Una vez me levanté de madrugada porque tenía sed y vi a mamá de pie ante la puerta de la habitación de Auggie. Tenía la mano en el pomo y la frente apoyada en la puerta, que estaba entreabierta. No estaba entrando ni saliendo: simplemente estaba plantada en la parte de fuera de la habitación, como si estuviese escuchando el sonido de la respiración de Auggie mientras dormía. Las luces del pasillo estaban apagadas. Lo único que la iluminaba era la luz azul de la lamparita de noche de la habitación de Auggie. Allí de pie, mamá parecía un fantasma. O a lo mejor debería decir que parecía un ángel. Intenté volver a mi habitación sin que se diese cuenta, pero me oyó y se me acercó.

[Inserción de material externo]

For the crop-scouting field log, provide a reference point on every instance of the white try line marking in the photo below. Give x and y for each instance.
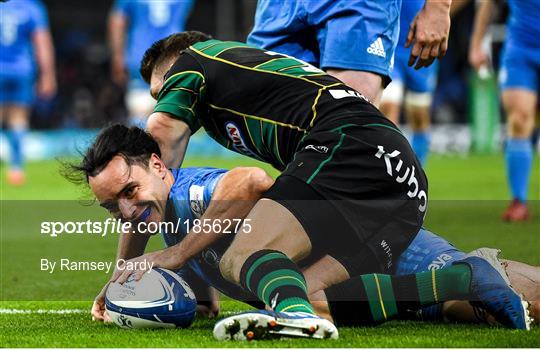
(69, 311)
(42, 311)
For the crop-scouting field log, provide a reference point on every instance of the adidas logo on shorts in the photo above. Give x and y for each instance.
(377, 48)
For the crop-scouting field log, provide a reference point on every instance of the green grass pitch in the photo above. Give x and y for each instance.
(466, 198)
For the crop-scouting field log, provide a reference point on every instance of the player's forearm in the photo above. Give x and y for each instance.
(443, 5)
(117, 27)
(481, 22)
(44, 52)
(457, 6)
(172, 136)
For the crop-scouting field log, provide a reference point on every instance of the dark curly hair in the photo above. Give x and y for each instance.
(134, 144)
(166, 48)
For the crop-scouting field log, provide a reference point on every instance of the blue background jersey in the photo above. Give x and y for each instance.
(190, 196)
(409, 10)
(149, 21)
(523, 24)
(343, 34)
(19, 20)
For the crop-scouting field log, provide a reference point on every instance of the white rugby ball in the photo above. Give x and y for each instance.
(160, 299)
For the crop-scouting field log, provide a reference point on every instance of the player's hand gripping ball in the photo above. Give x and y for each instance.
(160, 299)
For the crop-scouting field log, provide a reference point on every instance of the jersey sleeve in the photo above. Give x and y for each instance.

—¿Auggie está bien? —pregunté.
Sabía que a veces se despertaba ahogándose con su propia saliva si se daba media vuelta y se tumbaba sobre la espalda sin darse cuenta.
—Está bien —dijo, y me abrazó.
Me acompañó a mi habitación, me arropó y me dio un beso de buenas noches. No me explicó qué hacía plantada ante la puerta, y yo no se lo pregunté.
Me pregunto cuántas noches se habrá quedado de pie ante su puerta. También me pregunto si alguna vez se habrá quedado de pie ante la mía.